Sunfest Kite Festival Celebrates 30th Year In OC

OCEAN CITY – Ocean City will explode with color at this weekend’s Sunfest Kite Festival, which is celebrating its 30th year as a world-class event.

Recognized as one of the top 100 most popular venues on the planet, the Sunfest Kite Festival features kite making workshops, kite flying games, relays, “candy drops,” kite competitions and plain kite spectating. The best news of all is it’s free.

In September of 1977, kite clubs from Maryland, Washington, D.C., Pennsylvania and New Jersey came together in Ocean City to celebrate the first-ever kite festival held in conjunction with Sunfest. The event became so popular that in 1988 Ocean City was declared the Kite Capital of the World not only by then-Ocean City Mayor Harry Kelley but by none other than Maryland Governor William Donald Schaefer.

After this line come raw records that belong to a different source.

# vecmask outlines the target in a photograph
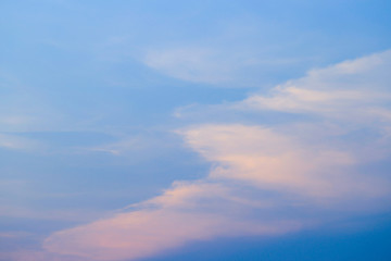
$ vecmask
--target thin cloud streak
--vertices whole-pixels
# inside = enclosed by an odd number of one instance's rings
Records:
[[[56,232],[45,240],[45,250],[133,260],[194,240],[283,234],[327,216],[384,211],[391,177],[361,167],[390,158],[391,126],[384,116],[390,65],[391,51],[377,53],[312,71],[269,97],[253,95],[228,105],[313,115],[303,122],[209,123],[178,130],[213,164],[206,177],[176,182],[162,196],[110,219]],[[374,134],[368,140],[354,137],[363,128]],[[369,152],[375,156],[366,157]]]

In the early years of the festival, kite flyers from around the world were invited to Ocean City to attempt world records. No less than seven records were set, in accordance with Guinness world record judging standards.

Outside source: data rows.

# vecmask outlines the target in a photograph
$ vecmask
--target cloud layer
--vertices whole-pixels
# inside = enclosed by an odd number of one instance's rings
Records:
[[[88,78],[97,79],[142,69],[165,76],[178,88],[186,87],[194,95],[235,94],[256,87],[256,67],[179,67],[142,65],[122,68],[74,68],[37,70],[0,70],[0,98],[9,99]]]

The strongest pulling kite was measured at 480 pounds of vertical lift. The longest flying kite lasted over seven days and held for the record for several years. Ocean City still claims the record for fastest kite, set during Hurricane Hugo and measured by a state trooper’s radar gun at 120 mph. A 50-foot tall box kite and 50-foot tall Rokkaku hold the records for largest kites in their category.

Of the many activities planned over the course of the four-day kite festival is the “Mass Ascensions” and “Rokkaku Battle”. These events pack Ocean City’s Boardwalk with spectators.

During the daily “Mass Ascensions,” visitors and kite flyers alike gather on the beach at 6th Street and on cue launch their kites. The result is a kaleidoscope of color painted in the sky. The first 100 participants receive limited edition pins.

The “Rokkaku Battle” is a popular spectator activity held on Saturday afternoon in front of the Kite Loft on 5th Street. Individuals launch Japanese kites and attempt to cut each other out of the sky. During Sunfest’s “Rokkaku Battle,” teams of flyers maneuver their six-sided Japanese fighting kites in an attempt to disable their opponent’s kite. Teams are comprised of three kite flyers and last year Sunfest hosted 18 teams. This year, teams from all over the east coast will be trying to outmaneuver last year’s winner, Mike Van Meers, of Gaitherburg, Md.